Dissonant guitars, drums, the sound of shattering glass, Bannon‘s infernal vocals; all are synonymous with the heaviest side of Converge‘s ouvre, which means, at times, Umbra Vitae‘s approach can feel decidedly similar to the sound and vision of its more famous brother.
Bannon‘s unmistakeable scream is one of the finest in heavy music, and his presence looms largest over ‘Shadow Of Life’. On vocal highlight and lead single, ‘Mantra Of Madness’, he fully commits to the bear-like ruthlessness of his technique, as well as slurring demonically during a brief but unsettling call-and-response section.
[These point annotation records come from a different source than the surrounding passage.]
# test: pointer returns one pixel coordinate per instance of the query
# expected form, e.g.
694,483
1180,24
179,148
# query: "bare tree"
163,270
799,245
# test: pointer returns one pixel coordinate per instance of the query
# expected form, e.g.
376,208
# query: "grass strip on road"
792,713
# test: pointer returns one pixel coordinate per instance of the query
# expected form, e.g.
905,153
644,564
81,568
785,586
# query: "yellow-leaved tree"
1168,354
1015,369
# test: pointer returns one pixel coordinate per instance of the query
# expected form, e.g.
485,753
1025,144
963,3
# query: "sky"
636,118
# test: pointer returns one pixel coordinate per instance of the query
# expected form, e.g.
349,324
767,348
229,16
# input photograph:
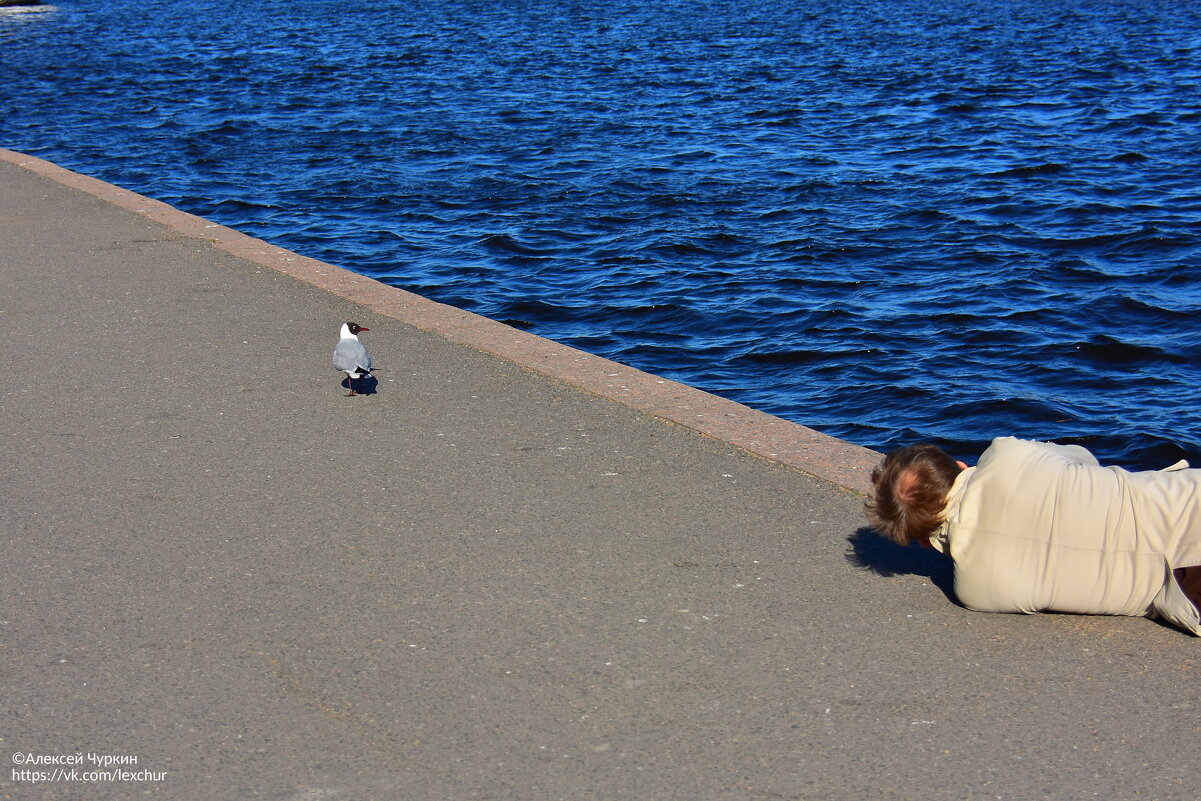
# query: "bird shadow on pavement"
364,386
870,551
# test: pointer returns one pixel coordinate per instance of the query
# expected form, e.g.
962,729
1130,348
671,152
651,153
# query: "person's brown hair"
912,485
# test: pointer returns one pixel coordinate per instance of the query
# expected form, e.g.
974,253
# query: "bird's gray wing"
351,356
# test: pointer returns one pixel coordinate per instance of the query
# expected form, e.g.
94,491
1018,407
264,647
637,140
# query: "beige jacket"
1038,526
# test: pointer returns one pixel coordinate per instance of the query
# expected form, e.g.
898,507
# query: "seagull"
351,357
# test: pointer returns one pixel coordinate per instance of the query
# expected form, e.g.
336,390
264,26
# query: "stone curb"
817,454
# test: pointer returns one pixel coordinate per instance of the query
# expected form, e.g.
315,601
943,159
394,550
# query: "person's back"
1039,526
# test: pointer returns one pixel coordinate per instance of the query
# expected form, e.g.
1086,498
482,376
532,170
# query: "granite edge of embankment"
844,465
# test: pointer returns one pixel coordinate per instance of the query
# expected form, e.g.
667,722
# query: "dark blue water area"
889,220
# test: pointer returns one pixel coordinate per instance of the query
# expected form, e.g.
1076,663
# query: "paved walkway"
515,572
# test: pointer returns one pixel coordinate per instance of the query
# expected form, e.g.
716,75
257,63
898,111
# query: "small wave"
1034,171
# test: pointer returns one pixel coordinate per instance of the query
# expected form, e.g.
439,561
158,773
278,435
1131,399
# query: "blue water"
888,220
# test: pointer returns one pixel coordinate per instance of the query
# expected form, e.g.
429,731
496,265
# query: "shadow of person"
364,386
870,551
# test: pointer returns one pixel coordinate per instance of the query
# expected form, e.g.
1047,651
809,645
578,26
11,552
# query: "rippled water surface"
884,219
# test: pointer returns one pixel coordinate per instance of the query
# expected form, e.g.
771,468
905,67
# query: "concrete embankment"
514,572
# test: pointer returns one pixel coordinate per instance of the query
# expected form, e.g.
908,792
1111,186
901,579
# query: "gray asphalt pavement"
229,580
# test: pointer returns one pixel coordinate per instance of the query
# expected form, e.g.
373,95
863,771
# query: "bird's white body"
350,354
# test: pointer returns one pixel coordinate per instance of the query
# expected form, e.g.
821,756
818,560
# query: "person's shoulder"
1016,448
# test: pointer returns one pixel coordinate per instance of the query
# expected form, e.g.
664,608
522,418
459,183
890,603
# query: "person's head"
912,485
Atop his vocals, Bannon‘s lyrics and general aesthetic vision are once again impressive and distinct. He has a poet’s sensibility, and unleashes it here once again; “Fear is the fossil of primal logic / The great suppressor of true progress,” howls ‘Fear Is A Fossil’; “Destroy the ego, radiate love / Carve out a purpose where there was none,” urges ‘Return To Zero’. His lyrical fascinations with calm and ascension show up frequently, and, as ever, they make an intriguing contrast to the savage heaviness of the music.
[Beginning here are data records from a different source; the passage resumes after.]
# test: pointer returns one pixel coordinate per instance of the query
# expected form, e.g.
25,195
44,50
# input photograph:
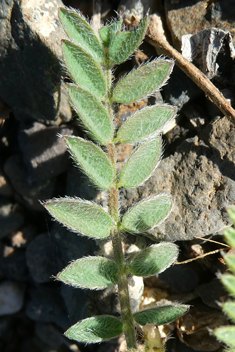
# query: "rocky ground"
197,169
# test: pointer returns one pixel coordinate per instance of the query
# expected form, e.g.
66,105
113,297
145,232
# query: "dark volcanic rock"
30,192
44,153
14,266
11,297
11,217
46,305
200,179
39,256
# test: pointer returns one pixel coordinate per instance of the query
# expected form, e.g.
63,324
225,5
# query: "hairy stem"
123,292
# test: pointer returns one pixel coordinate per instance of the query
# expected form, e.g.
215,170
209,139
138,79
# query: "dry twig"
157,38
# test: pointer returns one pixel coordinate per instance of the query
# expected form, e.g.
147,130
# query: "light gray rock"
11,297
30,35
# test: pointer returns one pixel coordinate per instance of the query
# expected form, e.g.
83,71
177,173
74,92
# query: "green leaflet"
124,43
79,31
230,261
95,329
228,281
231,213
229,309
147,214
80,216
226,334
93,161
84,71
108,32
93,114
141,163
145,123
160,315
94,273
154,259
142,82
229,235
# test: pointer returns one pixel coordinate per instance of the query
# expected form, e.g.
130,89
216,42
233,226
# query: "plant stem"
123,292
158,40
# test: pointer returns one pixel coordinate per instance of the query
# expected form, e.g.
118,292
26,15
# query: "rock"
11,297
196,16
14,264
30,50
23,237
11,217
212,293
39,257
137,8
44,153
28,193
46,305
201,184
180,278
5,188
179,94
50,335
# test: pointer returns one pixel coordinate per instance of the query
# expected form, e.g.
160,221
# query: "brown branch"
156,37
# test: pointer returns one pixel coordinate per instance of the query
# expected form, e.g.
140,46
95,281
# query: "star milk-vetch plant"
90,59
226,334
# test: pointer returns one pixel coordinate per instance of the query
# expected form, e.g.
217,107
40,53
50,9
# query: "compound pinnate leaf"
95,329
154,259
145,123
141,163
160,315
124,43
229,309
79,31
94,273
142,82
230,261
228,281
92,113
93,161
84,71
108,32
147,214
80,216
226,334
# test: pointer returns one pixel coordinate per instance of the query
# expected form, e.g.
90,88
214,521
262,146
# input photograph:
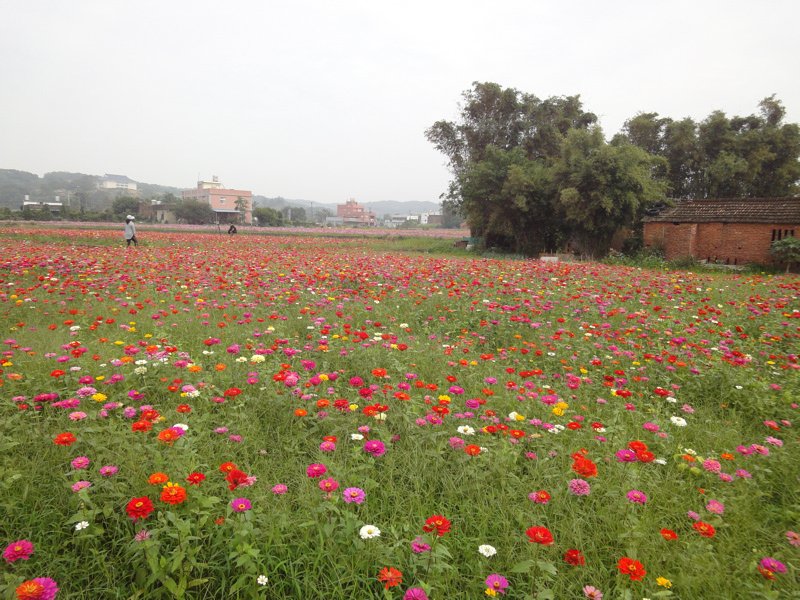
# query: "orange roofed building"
229,205
352,213
733,231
Guitarists Mike Mckenzie (The Red Chord) and Sean Martin (ex-Hatebreed) do solid jobs with the adrenaline-surging, tremolo-picked riffs. ‘Intimate Inferno’ contains some solidly evil moments, as well as a back-half loaded with atmospheric leads. ‘Blood Blossom’ plays out similarly too, and ends with a well-executed traditional death metal solo.
Bassist Greg Weeks (The Red Chord) and drummer Jon Rice (ex-Job For A Cowboy) provide a competent rhythm section, with Rice‘s blasts and rapid-fire fills in particular hitting the extreme metal heights that the band are striving for. All round, ‘Shadow Of Life’ is well envisioned and well executed.
Yet, something feels missing. Perhaps it’s down to the knowledge that Umbra Vitae‘s various members have produced greater work in their respective pasts. That’s not just a reference to Bannon and Ballou; The Red Chord are one of the finest modern death metal bands, and each member boasts an impeccable CV.
The album just never quite achieves a distinguished sense of individuality. The relentlessness of the songwriting starts to become wearisome around its midpoint, and, although it admittedly picks up towards the end where the songs expand a little, there’s not a lot of tonal, or textural nuance for a large portion of its runtime.
‘Shadow Of Life’ delivers the requisite brutality, just without the lasting impact. It’s an interesting enough footnote in the careers of its members, but it never truly lands with the searing force of some of their finest hours.